How Hardcore Gamers Can Maneuver Between Real World and Gaming Gun Violence

Here is a simple truth when it comes to me: I think guns are cool. I think guns are cool in the way that I think an electric toothbrush is cool. Or a V8 engine is cool. I think guns are cool in the way I think it’s cool that my daughter looks both like my wife and I or the way that aloe seems to heal everything. To paraphrase Walter White, sometimes it really is about the science, and there is no denying the technological marvel that is the firearm for what it is capable of, regardless of intent or result. That’s a huge, unfair “regardless” there, but we’ll circle back to that. And as cool as guns are in that modern invention kind of way, it’s only half the story.

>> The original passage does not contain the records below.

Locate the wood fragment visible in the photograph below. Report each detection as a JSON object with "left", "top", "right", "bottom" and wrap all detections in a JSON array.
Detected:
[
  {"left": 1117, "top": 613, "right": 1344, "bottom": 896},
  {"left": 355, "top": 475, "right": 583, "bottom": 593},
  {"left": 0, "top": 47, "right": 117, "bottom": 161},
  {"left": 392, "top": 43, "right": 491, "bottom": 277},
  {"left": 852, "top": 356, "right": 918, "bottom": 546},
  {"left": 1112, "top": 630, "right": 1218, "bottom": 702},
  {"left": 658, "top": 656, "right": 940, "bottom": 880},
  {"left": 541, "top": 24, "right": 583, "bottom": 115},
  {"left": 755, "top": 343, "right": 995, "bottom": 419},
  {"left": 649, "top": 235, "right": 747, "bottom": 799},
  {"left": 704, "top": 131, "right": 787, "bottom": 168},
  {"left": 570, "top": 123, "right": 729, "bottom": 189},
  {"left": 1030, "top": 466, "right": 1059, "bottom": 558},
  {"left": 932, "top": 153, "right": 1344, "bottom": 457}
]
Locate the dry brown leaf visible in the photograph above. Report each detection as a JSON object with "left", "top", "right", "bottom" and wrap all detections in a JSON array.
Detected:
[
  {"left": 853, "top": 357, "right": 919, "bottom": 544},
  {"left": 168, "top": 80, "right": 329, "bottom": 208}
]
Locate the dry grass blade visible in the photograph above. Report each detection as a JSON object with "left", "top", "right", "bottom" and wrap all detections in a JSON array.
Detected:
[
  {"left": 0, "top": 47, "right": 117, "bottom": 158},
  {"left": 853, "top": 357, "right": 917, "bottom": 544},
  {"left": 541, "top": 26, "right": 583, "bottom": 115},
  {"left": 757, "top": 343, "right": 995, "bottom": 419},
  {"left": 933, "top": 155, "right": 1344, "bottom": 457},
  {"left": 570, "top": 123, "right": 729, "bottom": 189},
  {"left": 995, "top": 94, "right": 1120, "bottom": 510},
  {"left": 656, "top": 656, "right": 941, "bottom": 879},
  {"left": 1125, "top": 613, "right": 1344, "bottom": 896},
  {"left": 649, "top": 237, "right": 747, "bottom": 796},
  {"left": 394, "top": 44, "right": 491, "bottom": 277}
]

The more nefarious side is that I enjoy what guns can do in the fictional abstract. It isn’t really honest to say that I think an AK-47 with a ridiculous high rate of fire is cool and not group that the sheer violence of its bullets ripping through something with furious tenacity. So yes, that means that it isn’t honest for me say that I enjoy Rick Grimes spraying automatic vengeance without the people of Terminus being the bullet sponges. Admitting you enjoy watching violent ballistic death on TV doesn’t make me a sociopath (I don’t think) because it is so wildly enjoyed by others, but it is a bit alarming to say it out loud like that. Even then, that’s watching gun violence, that’s not the act of doing it, so that adds another level between what we would start to consider problematic, right?

Well, what about video games? I game. Hard. I’ve logged well over 100 hours of “Destiny,” a first-person shooter from developer Bungie, famous for the “Halo” franchise (yes, the game just came out in September and no, I don’t feel the least bit bad about that number). As most FPS games, you play 85 percent of your time in the game aiming down the sights, killing everything unlucky enough to be in your path and have hit points for health. Like most shooters, “Destiny” rewards you for being precise. They’re called precision shots here in lieu of “headshots” mostly because there is an enemy variant where their most vulnerable spot is in their abdomen. Still, hitting these spots rewards you with extra damage and a bit of visual flare. Shoot a Cabal enemy in the head and watch it explode into gas and toxins as its body hits the ground limply, possibly rewarding you with another weapon or more ammo for your current one. It is satisfying and only feeds your hunger to keep doing it. But to be fair, these are aliens you’re shooting, a fictional genocide to take part in. It’s not like they are human or anything. Not like you can do that …

The first time I saw a real gun was probably when I was about 12 or 13. The first person I remember knowing who lost their life to a bullet was the summer before my 14th birthday, though I expect it may have happened before that, but I just didn’t know any better and nobody bothered to sully me with the truth. I’d love to say that was the last time I lost a friend to the barrel, but it wasn’t and it didn’t necessarily slow down as I grew up either, except the number of “eligible” friends for such violence began to narrow itself.